We’re almost there. The election is tomorrow. And now YouGov has dropped its final MRP analysis before polls close: This is the same sort of analysis (which isn’t exactly a poll), which correctly predicted the hung Parliament in 2017. And the results are… not good, if you’re a Remainer and a Corbynsceptic, like this author.

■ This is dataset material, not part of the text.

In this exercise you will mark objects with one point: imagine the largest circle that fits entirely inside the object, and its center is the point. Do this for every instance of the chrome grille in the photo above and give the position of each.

And perhaps more importantly – it has interesting implications for anyone gambling on the result of not just the election, but how politics may play out shortly after too.
Here’s the numbers:
NEW YouGov MRP
Conservative majority of 28
CON 339 (+22)
LAB 231 (-31)
SNP 41 (+6)
LIB 15 (+3) https://t.co/57PHLcUoOK
— Henry Zeffman (@hzeffman) December 10, 2019
Before we break down what it means, the crucial thing to remember is that while this is the official prediction, there is quite a lot of variability on either side: YouGov has said that based on its analysis, it cannot rule out a hung Parliament, given how razor-thin some of the margins are, and how First Past The Post distorts the process.
But lets assume the MRP is broadly accurate. What would it mean for Remainers?
First and foremost, it gives the Tories a majority of 28, meaning that the Brexit deal will likely pass, assuming that all of the Tory candidates do as they have pledged and vote for the deal. This would take us out on the 31st January, for anyone betting on that possibility.
Crucially though, because the majority is still relatively meagre, it could have unintended consequences: A large Tory majority would mean that Johnson’s deal will sail through. But just 28? That means that the hardline European Research Group (ERG) Tories, who scuppered Theresa May’s near-identical deal could hold the deciding votes. While it is unlikely they will vote down the deal, it would definitely give them significant leverage to demand a very hard final settlement with the EU in the next stage of the talks that are still to come.
And on the Labour side it could be bad news too for Corbynsceptics. Labour losing 31 seats would be bad, compared to the result in 2017 – but it doesn’t feel as though it would be quite devastating enough to finally force Corbyn to stand down. It wouldn’t be a 1983-sized disaster, it’d be 1987, where the Labour leader continued on despite losing.
So if you’re betting on Jezza standing down on December 13th, perhaps don’t spend your imagined winnings just yet.
And if you’re a Remainer and a Corbynsceptic like this author? Well, this is the worst of both worlds.